In its latest lawsuit, Berlex asserted that Avonex gets its interferon from the same process _ using the ovary cells of Chinese hamsters _ that Berlex uses in Beneferon, a new drug that Berlex said has been clinically validated to treat MS.
``Because Avonex was approved and given orphan drug designation, Beneferon cannot come on the market,'' Berlex spokeswoman Wendy Neininger said.
In a lawsuit filed in April against the FDA, Berlex itself cited the federal Orphan Drug Act, which gives companies a financial reward for developing drugs for rare diseases.
In that lawsuit, filed in Washington, D.C., Berlex contended that Avonex is so similar to Betaseron that its approval would violate the seven-year period of exclusive marketing rights granted to Betaseron under the act.
A judge rejected the request, saying it was premature prior to Avonex's approval.
The FDA moved Wednesday to have that lawsuit dismissed, a motion that will be joined by Biogen, said James R. Tobin, Biogen president and chief executive officer.
Berlex, a subsidiary of the German drugmaker Schering AG, maintains that dismissal would be premature and will argue for its action to continue, Neininger said.
In addition, Biogen on May 3 filed a lawsuit seeking to have the Berlex patent declared invalid in U.S. District Court in Boston.
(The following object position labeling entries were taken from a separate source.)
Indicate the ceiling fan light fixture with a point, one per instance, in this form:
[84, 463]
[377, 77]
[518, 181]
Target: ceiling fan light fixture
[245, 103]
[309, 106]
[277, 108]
``We think the patent wasn't valid in the first place, and even if it was, because we know what we're doing and they don't, it doesn't infringe,'' Tobin said. Biogen's process is similar, but ``different enough,'' he said Wednesday.
MS is a chronic inflammatory disease of the central nervous system which slowly disrupts nerve impulses, causing weakness, loss of coordination, vision and speech problems and, in severe cases, paralysis.
It typically strikes young adults, between the ages of 20 and 40, about two-thirds of them women. There are about 250,000 MS patients in the United States, roughly half of whom have the variety of the disease that Avonex and Betaseron are designed to help.
Avonex has milder side effects and is more effective than Betaseron in slowing the disease's progression, tests showed. Avonex is injected into muscle once a week while Betaseron is injected just below the skin every other day.
Betaseron was found to slow the frequency of paralyzing MS flare-ups. Its side effects include fever and achiness. Sales haven't met the expectations of financial analysts.
Biogen has said the wholesale price of Avonex will be about $710 for a four-week supply. Betaseron's wholesale price is about $1,000 for the same period. Drugstores charge about a 15 percent markup, on average, but the final price depends on a patient's insurance coverage.